C & E is more like it, you are viewed as a freak if you have ashes on your head on ash Wednesday
Now I will say this, I made the huge error of marrying a nonCatholic. At our service (I was such an idiot that I refused a Mass and took Communion before the ceremony) during the offering each other the “sign of peace” which I still abhor, the Catholic side grudgingly did it and the protestor side looked around like the rest of us were all nuts.
My wife works at a local college. She says that young women today have no idea of the difference between clothes to wear out to a club and clothes appropriate for church or work. I've seen a young lady(?) at Mass with a shirt that doesn't reach her navel and tiny shorts and I've seen a woman at work wearing yoga pants and knee high boots.
I'm starting to think that this one time the wife knows what she is talking about.
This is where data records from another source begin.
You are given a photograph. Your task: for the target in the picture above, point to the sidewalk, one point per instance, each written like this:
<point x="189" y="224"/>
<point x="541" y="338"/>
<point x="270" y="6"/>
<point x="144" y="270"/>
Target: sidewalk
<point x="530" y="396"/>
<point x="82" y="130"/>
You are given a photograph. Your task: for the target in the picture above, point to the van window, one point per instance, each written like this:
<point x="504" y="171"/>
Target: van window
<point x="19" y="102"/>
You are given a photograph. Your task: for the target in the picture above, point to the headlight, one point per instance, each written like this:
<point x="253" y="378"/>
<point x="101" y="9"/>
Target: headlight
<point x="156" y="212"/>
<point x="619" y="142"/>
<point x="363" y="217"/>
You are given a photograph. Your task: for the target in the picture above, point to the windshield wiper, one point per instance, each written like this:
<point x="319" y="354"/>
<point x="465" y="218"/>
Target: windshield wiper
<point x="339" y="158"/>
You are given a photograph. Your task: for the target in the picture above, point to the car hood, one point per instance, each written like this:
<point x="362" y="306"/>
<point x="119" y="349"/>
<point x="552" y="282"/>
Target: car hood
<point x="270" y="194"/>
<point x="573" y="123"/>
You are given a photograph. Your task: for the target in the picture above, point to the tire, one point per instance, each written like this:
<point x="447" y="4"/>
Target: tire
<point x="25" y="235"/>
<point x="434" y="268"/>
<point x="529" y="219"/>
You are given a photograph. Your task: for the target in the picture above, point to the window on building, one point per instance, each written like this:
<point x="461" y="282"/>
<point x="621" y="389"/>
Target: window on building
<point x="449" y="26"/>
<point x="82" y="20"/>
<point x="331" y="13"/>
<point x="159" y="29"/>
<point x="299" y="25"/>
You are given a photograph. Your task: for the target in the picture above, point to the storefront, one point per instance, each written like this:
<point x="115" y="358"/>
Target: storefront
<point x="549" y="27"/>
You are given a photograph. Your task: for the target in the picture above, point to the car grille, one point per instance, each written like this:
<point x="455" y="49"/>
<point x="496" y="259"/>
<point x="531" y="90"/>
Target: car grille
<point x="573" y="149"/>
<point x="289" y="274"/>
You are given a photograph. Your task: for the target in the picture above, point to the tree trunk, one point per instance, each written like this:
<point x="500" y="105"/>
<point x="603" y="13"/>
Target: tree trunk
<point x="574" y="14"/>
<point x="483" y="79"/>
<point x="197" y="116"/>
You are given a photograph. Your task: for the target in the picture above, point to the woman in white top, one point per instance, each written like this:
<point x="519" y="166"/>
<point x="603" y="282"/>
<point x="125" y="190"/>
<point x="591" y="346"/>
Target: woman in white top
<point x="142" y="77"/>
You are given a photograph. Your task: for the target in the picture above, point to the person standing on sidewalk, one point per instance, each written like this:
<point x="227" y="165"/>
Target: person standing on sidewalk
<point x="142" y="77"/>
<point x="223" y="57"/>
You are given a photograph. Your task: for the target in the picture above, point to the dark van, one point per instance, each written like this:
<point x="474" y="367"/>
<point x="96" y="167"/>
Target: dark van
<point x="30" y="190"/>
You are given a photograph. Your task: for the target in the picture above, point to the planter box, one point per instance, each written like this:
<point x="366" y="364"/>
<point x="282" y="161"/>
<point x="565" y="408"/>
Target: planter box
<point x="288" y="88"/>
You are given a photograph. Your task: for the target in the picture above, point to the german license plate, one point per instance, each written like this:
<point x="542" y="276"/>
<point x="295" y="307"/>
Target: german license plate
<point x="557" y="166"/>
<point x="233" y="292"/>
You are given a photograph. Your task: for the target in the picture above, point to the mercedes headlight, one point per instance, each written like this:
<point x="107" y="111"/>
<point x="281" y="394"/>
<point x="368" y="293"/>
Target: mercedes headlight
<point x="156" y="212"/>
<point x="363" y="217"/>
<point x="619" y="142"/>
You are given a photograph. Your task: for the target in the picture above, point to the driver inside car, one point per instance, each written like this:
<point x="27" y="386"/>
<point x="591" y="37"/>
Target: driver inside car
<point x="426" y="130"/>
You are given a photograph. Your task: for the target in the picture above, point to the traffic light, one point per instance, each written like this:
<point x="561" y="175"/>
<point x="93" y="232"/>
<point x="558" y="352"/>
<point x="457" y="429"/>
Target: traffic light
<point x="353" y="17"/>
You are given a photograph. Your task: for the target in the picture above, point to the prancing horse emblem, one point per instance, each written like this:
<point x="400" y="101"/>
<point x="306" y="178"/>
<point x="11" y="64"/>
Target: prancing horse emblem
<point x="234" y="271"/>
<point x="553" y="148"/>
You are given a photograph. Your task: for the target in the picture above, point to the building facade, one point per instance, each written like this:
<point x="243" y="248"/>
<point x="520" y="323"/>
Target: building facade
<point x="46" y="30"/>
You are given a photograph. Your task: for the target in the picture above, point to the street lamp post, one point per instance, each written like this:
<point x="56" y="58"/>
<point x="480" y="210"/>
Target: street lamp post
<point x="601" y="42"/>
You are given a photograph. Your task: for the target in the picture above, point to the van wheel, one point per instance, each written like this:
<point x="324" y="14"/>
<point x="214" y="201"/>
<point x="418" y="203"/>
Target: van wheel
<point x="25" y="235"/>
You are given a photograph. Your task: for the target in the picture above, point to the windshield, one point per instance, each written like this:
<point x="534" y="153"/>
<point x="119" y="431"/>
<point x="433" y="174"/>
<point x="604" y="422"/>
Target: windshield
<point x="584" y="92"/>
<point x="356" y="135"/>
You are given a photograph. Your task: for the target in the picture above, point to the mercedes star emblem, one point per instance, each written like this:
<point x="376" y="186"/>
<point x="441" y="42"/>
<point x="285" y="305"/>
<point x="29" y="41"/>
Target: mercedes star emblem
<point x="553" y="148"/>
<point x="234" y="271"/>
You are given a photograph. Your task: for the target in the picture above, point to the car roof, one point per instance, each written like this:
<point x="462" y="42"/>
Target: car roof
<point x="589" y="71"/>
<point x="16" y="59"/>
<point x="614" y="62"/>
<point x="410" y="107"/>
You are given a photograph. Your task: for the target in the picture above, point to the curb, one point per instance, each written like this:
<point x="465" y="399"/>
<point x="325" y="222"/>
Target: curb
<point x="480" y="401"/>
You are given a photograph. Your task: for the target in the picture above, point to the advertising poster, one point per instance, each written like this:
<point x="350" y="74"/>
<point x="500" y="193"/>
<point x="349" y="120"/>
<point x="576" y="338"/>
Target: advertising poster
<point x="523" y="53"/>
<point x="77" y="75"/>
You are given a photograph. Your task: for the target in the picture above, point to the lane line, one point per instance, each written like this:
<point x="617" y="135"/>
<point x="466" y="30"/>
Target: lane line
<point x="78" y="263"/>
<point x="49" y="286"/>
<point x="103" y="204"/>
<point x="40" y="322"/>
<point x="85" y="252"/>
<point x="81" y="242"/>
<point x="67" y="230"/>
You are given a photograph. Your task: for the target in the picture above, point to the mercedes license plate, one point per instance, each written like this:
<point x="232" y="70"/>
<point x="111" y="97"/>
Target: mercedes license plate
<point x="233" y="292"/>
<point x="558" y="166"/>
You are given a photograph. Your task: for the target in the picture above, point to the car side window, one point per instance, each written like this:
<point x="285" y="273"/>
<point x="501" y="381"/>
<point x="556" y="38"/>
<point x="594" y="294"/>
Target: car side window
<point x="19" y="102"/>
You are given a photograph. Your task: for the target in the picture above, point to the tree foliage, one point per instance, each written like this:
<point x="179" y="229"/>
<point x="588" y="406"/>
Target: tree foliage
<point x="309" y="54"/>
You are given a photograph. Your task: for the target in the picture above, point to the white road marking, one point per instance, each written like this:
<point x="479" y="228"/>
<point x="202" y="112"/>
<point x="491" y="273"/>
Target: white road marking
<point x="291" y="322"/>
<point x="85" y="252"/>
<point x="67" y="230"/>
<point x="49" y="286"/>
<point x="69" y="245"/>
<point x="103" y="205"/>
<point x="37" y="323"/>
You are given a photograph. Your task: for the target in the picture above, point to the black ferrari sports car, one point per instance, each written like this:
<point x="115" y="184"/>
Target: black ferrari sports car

I think that there needs to be a fine line. Yes people shouldn’t be yakking during a wedding and they should respectful of others during services However, Catholics tend to be too dour about their worship. If you’ve ever been to an African American service, there is lots of happiness and rejoicing. And these people are respectful and wear their Sunday best.
It seems to me that Catholicism could use a little less dourness and guilt and a little more joy.
Sadly, I’ve seen everything the Deacon is mentioning here. My least favorite: The Cirque de Baptism with 20 babies at a time. Bleeccch! Once, when I was standing up there with my new goddaughter in my arms (the 14th of 15!), the priest instructed everyone to sing, “If You’re Catholic And You Know It, Clap Your Hands.” Uhmmmm.....no, I don’t think I will sing that, thanks.
None of the babies got a real exorcism, but they DID get that little ditty. It was the most irreverent sacramental ceremony I’ve ever seen, with people literally climbing over each other and Father having to shout to be heard (his own fault; he should run a tighter ship and not have those mass baptisms).
Oh, I hear you. I am astounded by what I see at Mass.
Recently, I was going in behind 3 college-age women, and thinking about how inappropriate their attire was. This time, there was no skin showing, but they had outfits that looked sprayed on to their very attractive figures. (I am a woman, so such sights just annoy me. I feel sorry for the men at Mass who are trying to concentrate.)
Imagine my surprise when I saw these females from the front and realized, by her face, that one of them must have been the mother, a woman clearly old enough to know better.
The point is respect. Also, evidently you've never been to a Catholic mass in Africa, have you? Have you been to a Catholic mass in the USA either?
Umm.. I’ve been to plenty of Catholic Masses. I currently attend a Catholic Mass in Spanish and enjoy it immensely. However, I also remember going to Catholic school and having to kneel through everyone taking Communion before I made my First Communion. I didn’t really gain any reverence or respect for the Eucharist as a first grader. All I remember was having sore knees.
All I remember was having sore knees. >>>
oh, you poor thing, I feel so sorry for your pain.